El Partido Justicialista (PJ) de Jujuy, que durante mucho tiempo ha sido sinónimo de poder en la provincia, se alista para llevar a cabo sus elecciones internas el próximo 30 de agosto. Este proceso se enmarca en una serie de eventos que comenzaron con la intervención judicial del partido, seguida por el desplazamiento de sus autoridades, y ahora se culmina con una convocatoria abierta que busca sanar las profundas divisiones que han marcado su historia reciente. Se espera que al menos tres facciones compitan en este proceso electoral, que se presenta en un contexto de intenso conflicto interno y un cronograma ajustado.

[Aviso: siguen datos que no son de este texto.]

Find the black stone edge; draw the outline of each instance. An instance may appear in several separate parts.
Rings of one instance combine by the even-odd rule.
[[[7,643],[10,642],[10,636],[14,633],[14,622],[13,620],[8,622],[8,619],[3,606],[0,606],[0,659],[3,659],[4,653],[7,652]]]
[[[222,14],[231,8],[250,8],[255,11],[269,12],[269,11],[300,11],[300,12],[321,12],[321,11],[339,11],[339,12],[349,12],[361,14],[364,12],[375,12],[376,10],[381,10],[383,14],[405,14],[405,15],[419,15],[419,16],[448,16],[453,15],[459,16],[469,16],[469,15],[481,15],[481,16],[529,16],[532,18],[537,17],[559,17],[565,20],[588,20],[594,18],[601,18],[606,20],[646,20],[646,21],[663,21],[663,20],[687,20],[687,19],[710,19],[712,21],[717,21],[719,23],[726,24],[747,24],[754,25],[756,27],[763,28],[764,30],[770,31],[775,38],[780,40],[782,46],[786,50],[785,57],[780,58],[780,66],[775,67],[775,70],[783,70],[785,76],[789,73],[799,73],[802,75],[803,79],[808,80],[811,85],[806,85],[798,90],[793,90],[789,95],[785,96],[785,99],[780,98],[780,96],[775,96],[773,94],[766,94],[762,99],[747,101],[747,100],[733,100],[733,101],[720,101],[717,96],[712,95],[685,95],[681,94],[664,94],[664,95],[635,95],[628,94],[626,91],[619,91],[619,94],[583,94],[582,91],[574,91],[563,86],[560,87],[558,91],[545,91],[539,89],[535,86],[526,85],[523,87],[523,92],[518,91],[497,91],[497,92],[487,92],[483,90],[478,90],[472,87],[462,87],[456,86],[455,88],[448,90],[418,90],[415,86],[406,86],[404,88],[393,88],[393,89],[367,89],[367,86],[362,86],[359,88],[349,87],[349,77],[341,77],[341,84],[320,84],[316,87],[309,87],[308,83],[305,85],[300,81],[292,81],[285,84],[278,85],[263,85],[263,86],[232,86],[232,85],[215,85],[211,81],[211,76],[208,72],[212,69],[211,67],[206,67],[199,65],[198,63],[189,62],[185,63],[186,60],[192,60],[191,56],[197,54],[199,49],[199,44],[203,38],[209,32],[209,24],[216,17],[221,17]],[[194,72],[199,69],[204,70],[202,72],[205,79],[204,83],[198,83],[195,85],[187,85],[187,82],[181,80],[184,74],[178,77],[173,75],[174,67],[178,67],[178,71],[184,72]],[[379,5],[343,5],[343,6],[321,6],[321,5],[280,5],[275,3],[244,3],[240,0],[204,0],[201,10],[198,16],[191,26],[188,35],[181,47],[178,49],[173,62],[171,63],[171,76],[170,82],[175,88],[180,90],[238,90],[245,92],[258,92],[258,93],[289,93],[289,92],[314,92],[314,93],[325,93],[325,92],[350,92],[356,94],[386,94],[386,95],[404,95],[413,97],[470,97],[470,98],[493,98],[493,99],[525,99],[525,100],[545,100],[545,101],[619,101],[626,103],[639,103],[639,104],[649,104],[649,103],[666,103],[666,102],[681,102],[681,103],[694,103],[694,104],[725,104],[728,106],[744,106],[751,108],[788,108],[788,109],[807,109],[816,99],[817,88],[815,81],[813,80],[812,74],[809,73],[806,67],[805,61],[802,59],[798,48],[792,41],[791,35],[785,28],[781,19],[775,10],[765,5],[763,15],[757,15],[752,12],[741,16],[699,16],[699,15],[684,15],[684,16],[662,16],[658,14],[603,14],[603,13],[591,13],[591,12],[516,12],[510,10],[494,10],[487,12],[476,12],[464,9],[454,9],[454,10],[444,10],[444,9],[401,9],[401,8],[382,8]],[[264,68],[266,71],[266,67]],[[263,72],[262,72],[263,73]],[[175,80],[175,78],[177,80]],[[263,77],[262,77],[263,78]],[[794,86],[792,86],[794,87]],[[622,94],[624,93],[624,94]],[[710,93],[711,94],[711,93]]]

La convocatoria a estas internas fue anunciada por Federico Prieto, el nuevo interventor judicial del PJ jujeño, quien asumió tras la salida de Ricardo Villada. El calendario electoral es ajustado: las listas deben presentarse el 30 de julio, la exhibición de las mismas se realizará el 3 de agosto, y finalmente, las elecciones están programadas para finales de agosto, con el escrutinio definitivo previsto para el 2 de septiembre. Aunque el tiempo es limitado, la dirigencia del partido considera que es suficiente para reorganizarse de cara a las elecciones generales de 2027, un objetivo que se vuelve cada vez más urgente tras la crisis que ha atravesado la fuerza política en los últimos años.
Sin embargo, el clima que rodea estas internas no promete ser pacífico. La reciente historia del PJ en Jujuy está marcada por tensiones y desavenencias, que podrían trasladarse a las urnas en esta ocasión. La derrota sufrida en las elecciones legislativas nacionales de octubre de 2025, considerada la peor en la historia del partido desde el regreso de la democracia, dejó al PJ sin representación en la provincia y desorientado en su rumbo político. Este panorama sombrío resalta la necesidad de un cambio radical en la estrategia del partido y la urgencia de encontrar un camino que le devuelva la confianza de los votantes.
Entre los posibles candidatos que podrían presentar sus listas se encuentran figuras de peso dentro del peronismo jujeño. Carolina Moisés, actual senadora nacional, se perfila como una de las líderes más influyentes en este nuevo proceso. Moisés ha manifestado su apoyo a la convocatoria, destacando que era una demanda que había surgido desde diversos sectores del partido. En declaraciones recientes, enfatizó la importancia de esta normalización y cómo se ha implementado un cronograma que permite avanzar en la reestructuración del PJ, que se ha visto afectado por años de conflictos internos y falta de dirección.
La senadora también abordó la necesidad de que el partido recupere su protagonismo en la provincia, afirmando que el retorno a la normalidad es un paso crucial para que el peronismo vuelva a ser gobierno en Jujuy. Moisés ha subrayado que la intervención judicial actual es una oportunidad para redirigir el camino del partido, después de un período en el que la conducción nacional demostró ineficiencia en resolver los problemas internos. Su perspectiva refleja un deseo de reinvención y un llamado a la unidad en un momento crítico.
Por otro lado, en el espectro interno del PJ también se encuentra Leila Chaher, exdiputada nacional y figura destacada de La Cámpora. Chaher ha sido una voz crítica de las posiciones de Moisés y, en general, de la dirección que ha tomado el partido. Su participación en las internas podría enriquecer el debate y, al mismo tiempo, intensificar las tensiones ya existentes, lo que añade un elemento de incertidumbre a la contienda electoral. La diversidad de opiniones y enfoques dentro del partido podría ser tanto una fortaleza como una debilidad, dependiendo de cómo se manejen las diferencias durante este proceso de normalización.
De cara a las internas, el PJ de Jujuy se encuentra en una encrucijada. El desafío consiste no solo en seleccionar a sus representantes, sino en reconstruir una identidad que ha sido fracturada. La historia reciente del partido resuena con la necesidad de un cambio profundo, y estas elecciones internas podrían ser el primer paso hacia una revitalización que permita al peronismo jujeño recuperar su lugar en el panorama político provincial. La atención ahora se centra en cómo se desarrollarán estas internas, y en si el PJ logrará superar sus divisiones para afrontar el futuro con una nueva visión y unidad.